7 Million Labor Books Fail to Be Digitized. What It Means for Pensions
By June 10, 2026, every fourth labor book in Ukraine remains undigitized — and this is no longer a deadline, but the beginning of a new queue at the Pension Fund of Ukraine.
By Tetiana Suchkova-Ladik
June 10, 2026 · 2 min read
As of May 30, 2026, more than 18 million out of approximately 25 million labor books have been digitized. In other words, about 7 million have not. The Ministry of Social Policy reassured the public this week: the June 10 deadline does not mean loss of seniority, and digitization will continue. However, behind this official reassurance lies a specific practical fork in the road.

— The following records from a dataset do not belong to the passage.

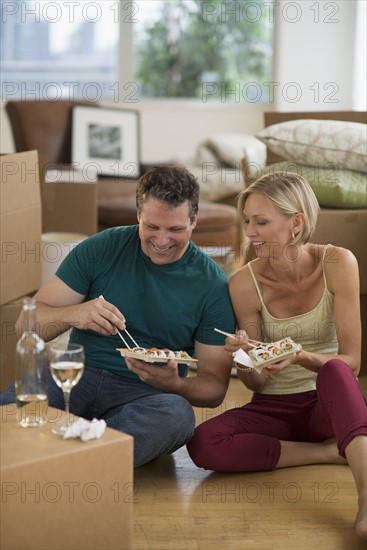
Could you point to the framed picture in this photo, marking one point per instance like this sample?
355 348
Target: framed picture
106 140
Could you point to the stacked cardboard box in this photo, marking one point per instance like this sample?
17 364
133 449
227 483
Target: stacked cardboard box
21 226
67 494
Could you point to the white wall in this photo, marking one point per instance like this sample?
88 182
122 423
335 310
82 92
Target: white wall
315 69
314 53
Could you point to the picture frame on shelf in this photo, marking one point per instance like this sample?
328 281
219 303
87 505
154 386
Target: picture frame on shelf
107 140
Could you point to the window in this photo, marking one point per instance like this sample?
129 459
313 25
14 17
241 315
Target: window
170 48
58 49
203 49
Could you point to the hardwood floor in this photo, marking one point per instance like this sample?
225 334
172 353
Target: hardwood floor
180 507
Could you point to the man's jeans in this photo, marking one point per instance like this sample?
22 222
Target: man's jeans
159 422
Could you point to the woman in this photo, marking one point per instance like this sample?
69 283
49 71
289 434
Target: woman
309 292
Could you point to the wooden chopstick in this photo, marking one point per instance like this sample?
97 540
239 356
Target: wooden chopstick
122 338
252 343
132 339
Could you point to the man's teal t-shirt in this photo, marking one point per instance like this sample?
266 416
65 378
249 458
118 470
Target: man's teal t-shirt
165 306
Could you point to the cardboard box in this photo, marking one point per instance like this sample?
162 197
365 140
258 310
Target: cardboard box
9 313
65 494
20 225
69 207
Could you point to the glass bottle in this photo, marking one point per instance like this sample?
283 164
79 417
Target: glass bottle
31 372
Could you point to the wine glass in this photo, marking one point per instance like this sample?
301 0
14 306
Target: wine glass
67 367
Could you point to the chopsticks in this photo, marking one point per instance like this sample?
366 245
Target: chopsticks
253 343
122 338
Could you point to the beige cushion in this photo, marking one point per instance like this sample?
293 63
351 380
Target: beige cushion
320 142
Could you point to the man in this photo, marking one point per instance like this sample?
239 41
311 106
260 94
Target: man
151 279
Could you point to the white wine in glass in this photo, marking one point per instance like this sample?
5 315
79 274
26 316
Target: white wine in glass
67 367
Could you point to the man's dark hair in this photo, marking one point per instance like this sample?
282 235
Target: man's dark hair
173 185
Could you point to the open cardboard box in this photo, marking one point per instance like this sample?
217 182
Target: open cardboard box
65 494
20 225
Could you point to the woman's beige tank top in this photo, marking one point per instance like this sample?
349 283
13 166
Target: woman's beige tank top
314 330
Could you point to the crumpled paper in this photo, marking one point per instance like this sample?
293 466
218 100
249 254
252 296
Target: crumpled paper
85 429
244 359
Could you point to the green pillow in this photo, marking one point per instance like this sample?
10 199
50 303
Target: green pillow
334 188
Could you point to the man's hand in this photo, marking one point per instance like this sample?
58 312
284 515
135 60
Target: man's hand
98 315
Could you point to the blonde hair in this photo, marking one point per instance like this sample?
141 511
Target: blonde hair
289 193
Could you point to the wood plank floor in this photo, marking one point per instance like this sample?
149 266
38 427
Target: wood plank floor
180 507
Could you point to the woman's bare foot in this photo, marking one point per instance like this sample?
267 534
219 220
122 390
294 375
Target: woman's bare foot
360 524
333 453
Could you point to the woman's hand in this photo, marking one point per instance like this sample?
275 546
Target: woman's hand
276 368
239 341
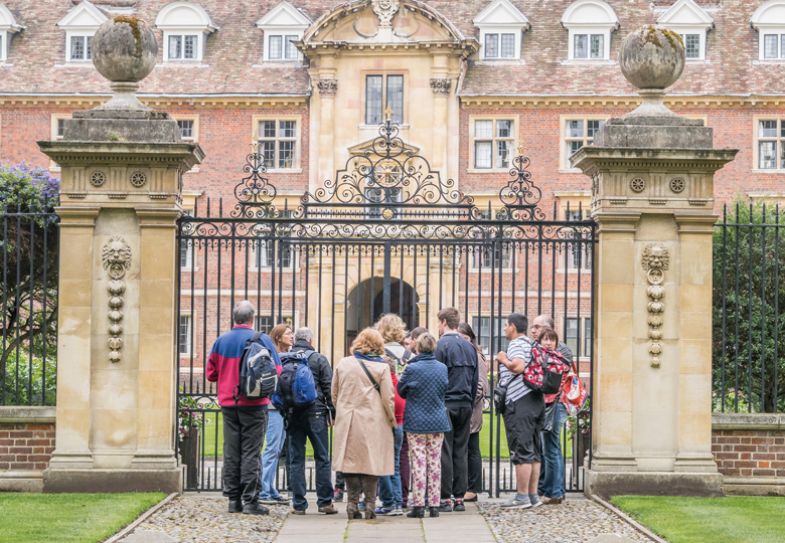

What actually changes after June 10
The five-year transition period launched by law No. 1217-IX in February 2021 officially concludes. The paper labor book ceases to be the priority document for record-keeping — priority shifts to electronic data from the Pension Fund's Insured Persons Register.
However, there is a significant clarification: as the Pension Fund informed Radio Liberty in response to an inquiry, after June 10, authorities will continue to accept and process scanned documents. No fines or sanctions for delays are provided for in the legislation.
Where the real trap lies
The problem is not with seniority as such, but with seniority before 2004. Data after January 1, 2004 already exists in the electronic register — employers submitted it monthly. However, Soviet and early post-Soviet records exist only on paper.
«If data is not digitized before the end of the transition period, it will not disappear, but when a pension is assigned, a person will have to personally provide paper documents — and confirming seniority before 2004 will require complicated procedures through archives or court decisions.»
— Pension Fund of Ukraine
In other words, a person does not automatically lose seniority, but takes on the burden of proving it — at the moment when it is least convenient: during retirement.
Why the queue won't disappear
Still in spring 2026, the queue for processing submitted scans reached two months. Pension Fund offices across the country recorded record visitor traffic. Meanwhile, draft law No. 14257 has been registered in the Verkhovna Rada, which provides for an official extension of the deadline — precisely because a significant portion of books have not been digitized due to the consequences of war: business relocation and archive loss.
- Who is at risk: people who began their careers before 2004 and have not yet submitted scanned copies.
- What to do now: submit an application through the Pension Fund's web portal or in person — this is possible even after June 10.
- How to check seniority: through your personal account on the Pension Fund portal or through the Diia app — an extract from the electronic labor book is available online.
If draft law No. 14257 is not passed, millions of people with non-digitized pre-war records will find themselves in a situation where the state technically «does not see» part of their working life — and they will have to prove it themselves, not the system.